I encourage you to put as much focus on keeping your mind sharp, as you do on attending the gym every day for your muscles and bones. There are many games out there to keep your mind sharp and you can go the traditional route with board games or use your electronic devices. Most of you are in amazing physical shape and I want your mind to keep up with your body! Use it or lose it. I see several people in my line of work who are losing it far too young. Get busy.

One of the common complaints that I have heard over the years is, “I don’t know my left from my right!” While this is a cute way to tell others not to follow you in class, I see the effect of people refusing to try to fix this with a concerted effort. Losing direction in class can be dangerous, especially in aerobics or dance class but if we ignore this, it can impact our driving ability and put others at risk on the road. In many of my classes, I have to keep the movements quite simple because so many people are having trouble with multi-tasking and direction. When I give you directions in class, repeat them in your mind while doing them, and this will help reinforce your sense of direction and hopefully improve your ability to process the information.

It is quite normal for reaction time to slow down as we age but we can slow this effect by continually challenging our nervous system through targeted exercise. Eye hand co-ordination games like Pickle Ball and Tennis and Badminton, all help to keep our reflexes sharp. Why is this important? As an instructor, I want you to be able to slow your body down in a fall. I want you to be able to catch yourself before hitting the ground, by getting a leg out in front of you fast enough but you need to practice these movements in a safe setting. You need to maintain flexibility and strength in your muscles to recover from being off balance and to withstand hitting the ground.

“But sports irritates my knees?” I can hear many of you saying this so here is my prescription. Seriously look into what is causing your knee pain. Spend the money to discuss your situation with a physiotherapist and then address the issue. Maybe you cannot take up Pickle Ball or Badminton, but then work hard to strengthen and stretch the imbalances around your knees because avoiding the issue will not make it go away. In a situation where you are falling, you need to have good flexibility, and quick reflexes to avoid serious injury. I can’t stress this enough. Once we pass 50 or 60 years of age, it takes longer to heal if we are not in good shape before an injury and often an injury will set us back in more ways than one. So let’s address the issues that are keeping us from staying agile and be proactive instead of simply reactive.

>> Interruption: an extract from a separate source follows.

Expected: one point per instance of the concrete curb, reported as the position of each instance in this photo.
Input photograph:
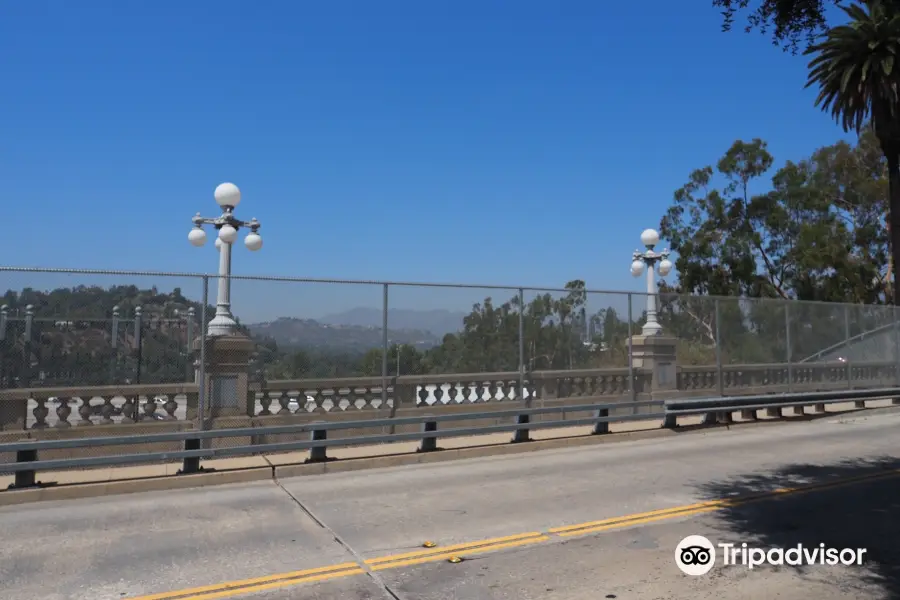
(210, 478)
(132, 486)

Often, we stop moving to avoid pain in our joints but this is a dangerous cycle because the lack of movement results in atrophied weak muscles, which results in imbalances and sets us up for injury. Remember that we are fighting decay. A “rolling stone gathers no moss.” We need to keep moving, in every way that our joints are designed to move, and we need to use our mind in the process. We are aging but we can ease the process through activities that challenge every aspect of our physical well being.

“What a bummer blog post Beth!”

Sorry everyone. I am here to keep it real. Remember, I need you guys to keep going so I can keep doing what I love.